Dick desvió la mirada, sufriendo, y Charlie la miró fijamente, con grosería, hasta que por fin ella se ruborizó y volvió la cabeza.

– No gustamos al señor Slatter-informó a Dick en tono frivolo-; de lo contrario, nos visitaría más a menudo.

Se sentó en un extremo del viejo sofá, que ya era una masa informe de concavidades y protuberancias, cubierto por una descolorida tela azul.

Charlie, con los ojos fijos en aquella tapicería, preguntó:

– ¿Cómo va la tienda?

– La cerramos porque no era rentable -respondió Dick con brusquedad-. Poco a poco vamos ".consumiendo las existencias.

Charlie miró los pendientes de Mary y la tapicería del sofá, que era de la tela que se vendía siempre a los nativos, azul, con un estampado de mal gusto, que ya es una tradición en Sudáfrica, tan propia de las «tiendas cafres» que Charlie se escandalizó al verla en casa de un blanco. Miró a su alrededor con el ceño fruncido. Las cortinas estaban rotas; el cristal de una ventana tenía una grieta tapada con papel; otro cristal estaba resquebrajado, pero ya no tenía ningún remiendo; el descuido y el deterioro de la habitación eran indescriptibles. En cambio, por doquier se veían trozos de género de la tienda, mal confeccionados, cubriendo el respaldo de una silla o envolviendo el cojín de un asiento. Charlie podría haber pensado que aquella pequeña prueba del deseo de guardar las apariencias era una buena señal, pero había perdido todo su tosco y a veces brutal buen humor y estaba silencioso y ceñudo.

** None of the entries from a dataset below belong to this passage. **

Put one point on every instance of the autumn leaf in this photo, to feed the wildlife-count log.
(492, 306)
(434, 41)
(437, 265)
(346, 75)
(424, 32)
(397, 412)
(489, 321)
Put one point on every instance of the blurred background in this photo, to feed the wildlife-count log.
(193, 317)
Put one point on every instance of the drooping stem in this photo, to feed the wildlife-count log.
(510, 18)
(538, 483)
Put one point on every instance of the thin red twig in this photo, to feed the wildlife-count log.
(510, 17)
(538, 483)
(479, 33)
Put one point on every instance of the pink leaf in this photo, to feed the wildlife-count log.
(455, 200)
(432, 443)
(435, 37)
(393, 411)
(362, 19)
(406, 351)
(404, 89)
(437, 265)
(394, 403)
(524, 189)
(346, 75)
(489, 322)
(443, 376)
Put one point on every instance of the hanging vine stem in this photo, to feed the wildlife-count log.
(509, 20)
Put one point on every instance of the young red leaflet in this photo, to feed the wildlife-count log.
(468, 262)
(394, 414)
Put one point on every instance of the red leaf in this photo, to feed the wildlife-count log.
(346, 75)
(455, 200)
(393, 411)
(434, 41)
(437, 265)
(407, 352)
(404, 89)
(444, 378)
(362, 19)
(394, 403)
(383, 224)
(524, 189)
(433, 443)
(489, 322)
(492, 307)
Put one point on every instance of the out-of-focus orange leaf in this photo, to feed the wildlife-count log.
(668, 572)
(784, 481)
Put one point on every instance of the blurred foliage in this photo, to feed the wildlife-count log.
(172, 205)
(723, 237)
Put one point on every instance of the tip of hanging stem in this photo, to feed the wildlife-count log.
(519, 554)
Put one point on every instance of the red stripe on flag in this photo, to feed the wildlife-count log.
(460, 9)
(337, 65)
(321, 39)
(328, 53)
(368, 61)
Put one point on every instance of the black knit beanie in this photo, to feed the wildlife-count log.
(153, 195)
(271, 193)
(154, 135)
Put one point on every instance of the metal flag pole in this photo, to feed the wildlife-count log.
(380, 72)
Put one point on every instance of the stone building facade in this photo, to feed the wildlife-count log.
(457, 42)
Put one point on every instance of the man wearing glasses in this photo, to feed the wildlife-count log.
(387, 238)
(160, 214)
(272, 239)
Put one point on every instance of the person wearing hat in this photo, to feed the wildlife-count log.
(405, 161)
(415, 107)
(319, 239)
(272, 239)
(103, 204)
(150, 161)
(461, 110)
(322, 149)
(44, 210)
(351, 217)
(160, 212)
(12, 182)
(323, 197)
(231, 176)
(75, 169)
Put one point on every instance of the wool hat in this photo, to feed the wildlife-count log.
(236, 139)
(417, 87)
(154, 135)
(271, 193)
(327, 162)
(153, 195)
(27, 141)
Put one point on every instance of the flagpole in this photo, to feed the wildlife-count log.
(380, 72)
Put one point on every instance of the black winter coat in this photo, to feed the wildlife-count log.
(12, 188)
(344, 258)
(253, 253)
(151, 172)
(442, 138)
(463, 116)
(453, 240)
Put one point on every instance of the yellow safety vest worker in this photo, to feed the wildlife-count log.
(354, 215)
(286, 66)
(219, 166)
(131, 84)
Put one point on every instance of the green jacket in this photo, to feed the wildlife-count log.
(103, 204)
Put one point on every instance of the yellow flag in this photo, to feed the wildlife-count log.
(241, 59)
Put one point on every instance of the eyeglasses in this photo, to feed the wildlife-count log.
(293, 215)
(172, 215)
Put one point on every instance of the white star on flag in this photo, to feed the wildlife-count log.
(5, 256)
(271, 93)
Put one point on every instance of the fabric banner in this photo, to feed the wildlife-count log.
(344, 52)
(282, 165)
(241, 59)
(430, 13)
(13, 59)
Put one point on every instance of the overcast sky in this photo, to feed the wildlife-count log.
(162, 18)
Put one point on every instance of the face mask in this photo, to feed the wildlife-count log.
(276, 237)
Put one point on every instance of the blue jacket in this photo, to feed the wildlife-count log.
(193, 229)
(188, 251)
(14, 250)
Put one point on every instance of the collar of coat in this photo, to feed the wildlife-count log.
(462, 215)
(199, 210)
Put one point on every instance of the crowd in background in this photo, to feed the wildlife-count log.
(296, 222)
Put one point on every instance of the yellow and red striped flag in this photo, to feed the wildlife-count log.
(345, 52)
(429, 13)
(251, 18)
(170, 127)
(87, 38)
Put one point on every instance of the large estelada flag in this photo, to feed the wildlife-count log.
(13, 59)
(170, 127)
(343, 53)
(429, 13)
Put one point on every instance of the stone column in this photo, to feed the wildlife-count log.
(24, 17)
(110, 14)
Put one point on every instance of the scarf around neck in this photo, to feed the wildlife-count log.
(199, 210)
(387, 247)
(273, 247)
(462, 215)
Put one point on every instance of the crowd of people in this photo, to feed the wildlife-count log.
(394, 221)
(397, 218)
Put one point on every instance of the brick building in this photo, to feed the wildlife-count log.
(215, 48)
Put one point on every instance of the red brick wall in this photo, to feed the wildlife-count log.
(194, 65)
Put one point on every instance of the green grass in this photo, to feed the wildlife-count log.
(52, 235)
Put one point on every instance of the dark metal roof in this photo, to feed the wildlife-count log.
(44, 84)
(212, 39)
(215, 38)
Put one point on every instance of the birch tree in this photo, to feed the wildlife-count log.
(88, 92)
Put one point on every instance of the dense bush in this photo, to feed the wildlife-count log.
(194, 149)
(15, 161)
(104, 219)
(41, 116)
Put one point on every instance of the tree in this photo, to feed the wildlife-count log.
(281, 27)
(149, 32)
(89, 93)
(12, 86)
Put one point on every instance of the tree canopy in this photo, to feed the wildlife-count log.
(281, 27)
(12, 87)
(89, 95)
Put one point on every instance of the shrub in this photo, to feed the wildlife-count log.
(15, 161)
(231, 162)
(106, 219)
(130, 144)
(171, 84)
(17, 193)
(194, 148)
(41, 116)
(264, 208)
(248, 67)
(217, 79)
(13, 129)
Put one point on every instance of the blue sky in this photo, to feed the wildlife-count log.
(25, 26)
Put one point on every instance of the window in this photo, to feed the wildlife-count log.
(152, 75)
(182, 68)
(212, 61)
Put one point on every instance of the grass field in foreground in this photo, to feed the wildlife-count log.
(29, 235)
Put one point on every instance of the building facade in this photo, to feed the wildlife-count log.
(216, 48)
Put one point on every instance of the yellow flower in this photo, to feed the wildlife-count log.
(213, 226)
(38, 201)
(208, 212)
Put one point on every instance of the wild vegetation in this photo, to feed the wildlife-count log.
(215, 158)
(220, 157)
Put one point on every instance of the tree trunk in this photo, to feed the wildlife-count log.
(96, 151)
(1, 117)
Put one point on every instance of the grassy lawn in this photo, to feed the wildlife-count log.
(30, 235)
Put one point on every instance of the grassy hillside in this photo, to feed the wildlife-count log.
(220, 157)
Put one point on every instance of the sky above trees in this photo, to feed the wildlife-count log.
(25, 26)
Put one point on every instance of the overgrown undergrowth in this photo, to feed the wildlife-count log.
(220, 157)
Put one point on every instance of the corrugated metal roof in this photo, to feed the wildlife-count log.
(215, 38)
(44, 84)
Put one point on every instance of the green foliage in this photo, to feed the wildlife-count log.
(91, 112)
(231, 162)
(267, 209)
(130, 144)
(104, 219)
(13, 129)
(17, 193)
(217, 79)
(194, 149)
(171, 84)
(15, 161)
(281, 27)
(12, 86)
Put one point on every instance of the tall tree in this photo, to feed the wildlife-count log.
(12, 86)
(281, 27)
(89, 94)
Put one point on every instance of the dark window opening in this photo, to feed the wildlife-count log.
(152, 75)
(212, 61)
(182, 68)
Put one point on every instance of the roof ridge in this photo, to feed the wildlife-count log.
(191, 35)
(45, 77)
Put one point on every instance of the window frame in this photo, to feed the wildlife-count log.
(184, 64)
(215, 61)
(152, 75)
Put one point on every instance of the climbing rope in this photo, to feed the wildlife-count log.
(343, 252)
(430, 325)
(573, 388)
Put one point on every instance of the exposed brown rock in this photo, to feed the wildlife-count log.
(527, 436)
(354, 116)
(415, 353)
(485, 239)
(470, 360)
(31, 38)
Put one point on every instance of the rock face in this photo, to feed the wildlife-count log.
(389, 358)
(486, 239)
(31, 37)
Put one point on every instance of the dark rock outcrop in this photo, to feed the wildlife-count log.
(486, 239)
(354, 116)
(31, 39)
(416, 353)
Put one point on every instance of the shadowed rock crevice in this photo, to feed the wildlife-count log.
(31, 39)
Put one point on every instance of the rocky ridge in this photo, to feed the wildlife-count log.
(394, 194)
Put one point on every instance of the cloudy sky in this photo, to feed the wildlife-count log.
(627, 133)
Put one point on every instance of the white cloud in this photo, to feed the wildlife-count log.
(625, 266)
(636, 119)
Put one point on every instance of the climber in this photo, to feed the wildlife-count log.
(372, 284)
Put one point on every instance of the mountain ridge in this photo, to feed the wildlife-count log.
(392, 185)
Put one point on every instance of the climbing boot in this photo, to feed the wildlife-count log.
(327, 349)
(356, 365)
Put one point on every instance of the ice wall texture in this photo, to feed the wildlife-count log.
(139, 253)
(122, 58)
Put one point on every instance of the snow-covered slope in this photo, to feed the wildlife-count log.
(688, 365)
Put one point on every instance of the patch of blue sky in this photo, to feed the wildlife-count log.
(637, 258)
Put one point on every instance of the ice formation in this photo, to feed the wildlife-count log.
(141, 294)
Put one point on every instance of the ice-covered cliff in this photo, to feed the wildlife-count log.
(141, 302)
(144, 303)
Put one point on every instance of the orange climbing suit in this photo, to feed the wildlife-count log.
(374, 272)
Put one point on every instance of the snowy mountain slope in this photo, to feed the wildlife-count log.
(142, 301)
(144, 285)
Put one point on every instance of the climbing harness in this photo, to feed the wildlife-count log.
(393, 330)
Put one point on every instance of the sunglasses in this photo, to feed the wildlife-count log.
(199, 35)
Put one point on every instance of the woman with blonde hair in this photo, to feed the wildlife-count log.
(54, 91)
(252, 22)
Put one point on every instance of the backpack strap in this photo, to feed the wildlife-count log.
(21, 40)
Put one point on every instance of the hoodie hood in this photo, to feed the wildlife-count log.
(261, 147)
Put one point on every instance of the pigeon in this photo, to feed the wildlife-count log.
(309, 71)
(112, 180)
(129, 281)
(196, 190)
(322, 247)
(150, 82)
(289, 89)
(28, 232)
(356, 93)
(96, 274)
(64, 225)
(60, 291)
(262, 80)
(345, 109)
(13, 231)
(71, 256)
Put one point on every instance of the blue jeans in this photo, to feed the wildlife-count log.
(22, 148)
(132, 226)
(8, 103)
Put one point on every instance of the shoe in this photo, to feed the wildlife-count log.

– ¿Quiere quedarse a cenar? -preguntó al fin Dick.

– No, gracias -contestó Charlie, pero en seguida la curiosidad le hizo cambiar de opinión-. Sí, me quedaré.

Sin darse cuenta, los dos hombres hablaban como si estuvieran en presencia de una inválida; pero Mary se puso en pie de un salto y gritó desde el umbral:

– ¡Moses! ¡Moses!

Entonces, como el nativo no aparecía, se volvió y les sonrió como una tímida anfitriona:

– Perdóneme, ya sabe cómo son estos boys.

Salió. Los dos hombres guardaron silencio. Dick tenía el rostro vuelto y Charlie, que nunca se había convencido de la necesidad del tacto, le miraba con fijeza, como tratando de obligarle a ofrecer alguna explicación de los hechos.

La cena, servida por Moses, consistió en una bandeja con té, un poco de pan y mantequilla rancia y un trozo de carne fría. Ni una sola pieza de la vajilla estaba entera y Charlie notó grasa en el cuchillo que sostenía en la mano. Comió con repugnancia, sin esforzarse por ocultarlo, mientras Dick guardaba silencio y Mary hacía observaciones bruscas e incoherentes sobre el tiempo con una terrible afectación, agitando los pendientes, retorciendo los delgados hombros y mirando a Charlie con coquetería.

Charlie no reaccionaba a todo aquello, diciendo sólo: «Sí, señora Turner», «No, señora Turner» y mirándola fríamente, con ojos llenos de antipatía y desprecio.

Cuando el nativo fue a levantar la mesa ocurrió un incidente que le hizo apretar los dientes y palidecer de ira. Hablaban ante los sórdidos restos de la cena mientras el boy se movía en torno a la mesa, recogiendo- con desgana los platos. Charlie no se había fijado siquiera en él y entonces Mary preguntó:

– ¿Le apetece un poco de fruta, señor Slatter? Moses, trae las naranjas, ya sabes donde están.

Charlie alzó la vista, moviendo lentamente las mandíbulas para masticar la comida que tenía en la boca, para mirarla con ojos brillantes y atentos; le había chocado el tono de la voz de Mary al hablar al nativo; era la misma entonación coqueta con que hablaba al dirigirse a él.